On Wed, May 15, 2019 at 1:18 PM Ryan Hurst via dev-security-policy <
dev-security-policy@lists.mozilla.org> wrote:

> > I think this bears expansion because I don't think it's been clearly
> > documented what flow you believe is currently permitted today that will
> be
> > prevented tomorrow with this change.
> To be clear, In that statement was referring to that scenario being
> allowed under the proposed change where the mail provider who is
> authoritative for a domain can get certificates for its users.
> Specifically where Wayne suggested:
> "CAs MUST NOT delegate validation of the domain name part of an email
> address to a 3rd party."
> Are you suggesting with that change mail providers cannot get certificates
> for their users without the CA validating the local party?

As Wayne noted in his existing message, there is an existing restriction
Forbidden Practices:

Delegation of email address validation is already addressed by Mozilla's
> Forbidden Practices [1] state:
> "Domain and Email validation are core requirements of the Mozilla's Root
> Store Policy and should always be incorporated into the issuing CA's
> procedures. Delegating this function to 3rd parties is not permitted."
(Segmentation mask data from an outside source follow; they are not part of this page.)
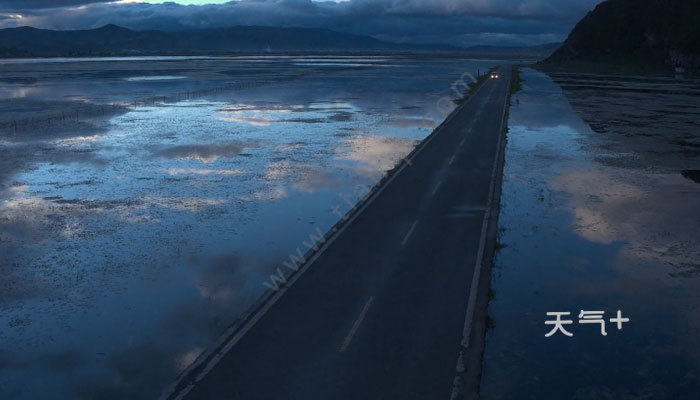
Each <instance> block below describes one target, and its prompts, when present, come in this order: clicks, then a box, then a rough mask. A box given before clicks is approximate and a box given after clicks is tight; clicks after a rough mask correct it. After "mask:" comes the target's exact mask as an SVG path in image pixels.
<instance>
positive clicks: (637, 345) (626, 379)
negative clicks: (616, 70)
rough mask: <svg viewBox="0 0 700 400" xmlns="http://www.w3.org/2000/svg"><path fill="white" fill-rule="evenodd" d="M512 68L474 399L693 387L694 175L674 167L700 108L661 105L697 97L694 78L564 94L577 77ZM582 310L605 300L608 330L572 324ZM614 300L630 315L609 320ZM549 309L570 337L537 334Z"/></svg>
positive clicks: (579, 91)
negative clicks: (574, 106) (503, 157)
mask: <svg viewBox="0 0 700 400" xmlns="http://www.w3.org/2000/svg"><path fill="white" fill-rule="evenodd" d="M522 75H523V78H524V79H525V82H524V85H523V86H524V89H523V90H522V91H521V92H519V93H518V94H517V95H516V96H515V98H514V99H513V100H512V104H511V109H510V117H509V132H508V143H507V147H506V162H505V170H504V182H503V193H502V198H501V215H500V221H499V224H500V226H501V228H500V229H501V231H500V237H499V241H500V243H501V244H502V246H505V247H502V248H501V249H500V250H499V251H498V254H497V257H496V262H495V267H494V269H493V275H492V287H493V290H494V293H493V299H492V300H491V302H490V305H489V314H490V316H491V317H492V319H493V327H492V328H491V329H490V330H489V332H488V338H487V344H486V351H485V355H484V375H483V381H482V388H481V390H482V397H483V398H484V399H511V398H518V399H542V398H561V399H601V398H610V399H638V398H654V399H658V398H668V399H680V398H693V397H694V396H695V394H696V393H697V390H698V389H699V388H700V376H699V373H700V354H699V353H698V350H699V349H700V318H698V315H700V314H698V312H697V310H698V307H699V306H700V295H699V293H700V290H699V289H700V217H699V216H698V210H700V185H698V183H696V182H694V181H693V180H691V179H687V178H686V177H684V176H683V174H682V171H683V170H687V169H689V170H697V169H700V158H699V157H697V154H696V153H695V152H693V151H692V150H693V147H692V146H686V147H683V144H682V143H681V144H678V143H677V139H678V138H679V137H682V138H685V139H686V140H687V141H689V143H691V144H692V143H694V142H696V141H697V140H698V139H699V137H698V133H699V132H698V131H697V128H696V127H697V123H698V122H699V120H700V119H699V118H698V115H697V114H696V113H695V114H694V112H689V113H682V112H678V113H665V114H664V116H663V118H662V119H660V118H658V114H659V113H663V110H665V109H669V108H673V105H674V104H690V103H689V102H695V101H697V100H696V99H697V94H689V93H688V89H689V88H692V86H693V85H695V86H697V82H689V84H688V85H679V84H676V83H671V84H669V85H666V83H668V82H660V81H653V82H652V83H653V85H652V86H658V87H661V88H663V90H664V91H665V93H664V94H663V95H662V96H661V95H655V94H654V93H652V94H651V95H647V96H646V97H644V96H642V97H641V98H640V97H639V95H638V91H636V90H628V91H625V90H619V89H616V90H617V91H616V92H614V93H613V94H612V95H611V93H610V92H609V91H608V90H606V89H600V88H596V89H591V91H585V92H581V89H580V88H579V89H576V90H578V91H574V89H572V88H571V86H581V85H584V84H587V82H586V81H587V79H581V80H579V81H577V80H576V77H575V76H574V77H567V83H566V84H564V87H565V88H566V90H567V92H565V91H563V90H562V88H561V87H560V86H559V85H557V84H556V83H554V82H553V81H552V80H551V79H550V78H549V77H548V76H546V75H544V74H542V73H540V72H535V71H533V70H530V69H524V70H523V73H522ZM602 80H604V81H605V82H606V84H607V85H611V84H613V83H614V86H620V85H618V83H619V82H612V80H614V79H613V78H610V77H607V78H604V79H602ZM627 84H628V85H629V83H627ZM567 85H568V86H567ZM645 85H649V82H645ZM674 86H675V87H676V88H682V90H674V89H673V87H674ZM633 89H634V87H633ZM515 99H518V100H519V102H516V101H515ZM568 99H571V100H572V102H573V103H574V104H575V108H574V107H572V106H571V105H570V103H569V101H568ZM606 106H607V107H606ZM615 107H617V108H615ZM590 110H598V111H590ZM635 110H642V111H644V110H647V111H646V112H641V111H639V112H637V113H635V112H633V111H635ZM654 110H656V112H655V111H654ZM583 118H585V119H586V121H585V122H584V119H583ZM659 121H660V122H659ZM589 124H590V125H589ZM591 126H595V127H601V126H605V127H607V129H606V130H600V129H599V130H598V132H596V131H594V130H593V129H592V128H591ZM694 127H695V128H694ZM669 149H670V150H669ZM664 150H667V151H664ZM651 160H653V161H651ZM650 161H651V162H650ZM581 310H586V311H605V315H604V318H605V319H606V333H607V335H606V336H603V335H602V334H601V331H600V325H599V324H581V323H579V313H580V311H581ZM617 310H620V311H621V312H622V315H623V317H628V318H629V319H630V321H629V322H628V323H623V324H622V329H619V330H618V328H617V325H616V324H614V323H610V322H609V319H610V318H613V317H615V315H616V312H617ZM547 312H570V313H571V314H570V315H568V316H566V317H564V319H568V320H572V321H573V323H572V324H569V325H565V329H567V330H568V331H569V332H571V333H572V334H573V336H572V337H568V336H565V335H563V334H562V333H561V332H557V333H556V334H554V335H553V336H551V337H545V334H547V333H548V332H549V331H550V330H551V328H552V325H545V321H547V320H552V319H553V317H550V316H547V315H546V313H547Z"/></svg>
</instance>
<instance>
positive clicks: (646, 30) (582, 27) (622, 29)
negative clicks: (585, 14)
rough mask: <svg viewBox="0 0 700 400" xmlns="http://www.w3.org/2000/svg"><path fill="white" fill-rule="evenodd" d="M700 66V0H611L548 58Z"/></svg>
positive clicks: (574, 61)
mask: <svg viewBox="0 0 700 400" xmlns="http://www.w3.org/2000/svg"><path fill="white" fill-rule="evenodd" d="M577 62H588V63H601V64H617V65H637V66H647V67H654V68H675V67H683V68H685V69H687V70H690V71H698V70H700V0H607V1H604V2H602V3H600V4H598V6H596V8H595V9H594V10H593V11H591V12H589V13H588V14H587V15H586V16H585V17H584V18H583V19H582V20H581V21H580V22H579V23H578V24H577V25H576V27H575V28H574V29H573V31H571V33H570V34H569V37H568V38H567V39H566V41H565V42H564V43H563V44H562V46H561V47H560V48H559V49H558V50H557V51H555V52H554V54H552V55H551V56H550V57H549V58H547V59H546V60H545V62H544V63H545V64H554V63H577Z"/></svg>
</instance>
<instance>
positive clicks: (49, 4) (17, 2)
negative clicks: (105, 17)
mask: <svg viewBox="0 0 700 400" xmlns="http://www.w3.org/2000/svg"><path fill="white" fill-rule="evenodd" d="M110 1H114V0H0V10H8V11H14V12H19V11H26V10H35V9H46V8H59V7H76V6H83V5H86V4H91V3H107V2H110Z"/></svg>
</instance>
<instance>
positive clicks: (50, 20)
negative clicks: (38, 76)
mask: <svg viewBox="0 0 700 400" xmlns="http://www.w3.org/2000/svg"><path fill="white" fill-rule="evenodd" d="M1 1H2V0H0V4H6V3H7V2H1ZM59 2H60V3H88V2H90V0H82V1H81V0H59V1H58V2H54V1H48V0H45V1H40V0H31V1H29V2H27V3H25V2H22V4H35V7H34V8H32V9H28V8H27V7H26V6H25V7H24V8H23V10H24V15H23V16H22V18H14V19H9V20H8V19H5V20H0V26H5V27H7V26H17V25H31V26H37V27H44V28H53V29H77V28H95V27H99V26H102V25H105V24H108V23H114V24H117V25H122V26H126V27H129V28H133V29H162V30H181V29H199V28H212V27H225V26H232V25H264V26H285V27H291V26H294V27H300V26H301V27H319V28H330V29H334V30H339V31H343V32H348V33H356V34H364V35H372V36H375V37H378V38H380V39H384V40H390V41H401V42H423V43H452V44H457V45H472V44H473V45H479V44H539V43H545V42H549V41H559V40H563V38H564V37H565V36H566V34H567V33H568V32H569V30H570V29H571V28H572V27H573V25H574V24H575V22H576V21H578V20H579V19H580V18H581V17H582V16H583V15H585V13H586V12H587V11H588V10H590V9H592V8H593V7H594V6H595V5H596V4H597V3H598V2H600V0H570V1H566V2H563V1H560V0H490V1H488V0H350V1H345V2H338V3H336V2H332V1H326V2H317V1H311V0H241V1H232V2H229V3H225V4H210V5H202V6H194V5H189V6H186V5H180V4H176V3H163V4H148V3H121V4H118V3H99V2H97V3H92V4H89V5H86V6H85V7H81V8H79V9H77V8H70V7H63V8H54V9H50V10H49V9H42V8H40V6H41V5H42V4H44V5H48V4H57V3H59ZM10 3H19V1H18V0H10ZM2 8H3V7H2V6H0V9H2ZM18 11H21V10H20V9H17V10H15V12H18ZM6 12H7V9H6Z"/></svg>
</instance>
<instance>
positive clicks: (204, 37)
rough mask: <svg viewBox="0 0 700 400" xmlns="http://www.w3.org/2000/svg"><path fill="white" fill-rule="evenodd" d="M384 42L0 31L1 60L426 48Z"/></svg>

> https://wiki.mozilla.org/CA/Forbidden_or_Problematic_Practices#Delegation_of_Domain_.2F_Email_Validation_to_Third_Parties

So I'm stating that the proposed change is functionally more liberal than
the existing requirement.

I'm suggesting that, as it stands today, CAs cannot be issuing S/MIME
certificates to end users without first performing the validation of the
domain name portion themselves (new policy), and potentially the local part
as well (existing policy)

> > The level of abstraction here doesn't
> > help, because understanding the state diagram of what the SAAS is
> > requesting, and who it's requesting it of, is vital to understanding the
> > security properties.
> I put together a quick diagram to try to visually explain the flow:
> https://www.dropbox.com/s/ocfow995aluowyl/auth%20redirect%20cert%20flow.png?dl=0

Thanks. I think this is desirable to forbid, as it is insecure, and I
believe it's already forbidden, because the process of step (4) is relying
on GMAIL to act as a Delegated Third Party for the validation of the e-mail

There are a host of security issues here in the described flow. As
demonstrated, Step (6) and (7) entirely absent any validation by the CA of
the e-mail address, which should be a dead-ringer for why it's problematic.
If you replace "SAAS" with "Attacker", this should be clear and obvious.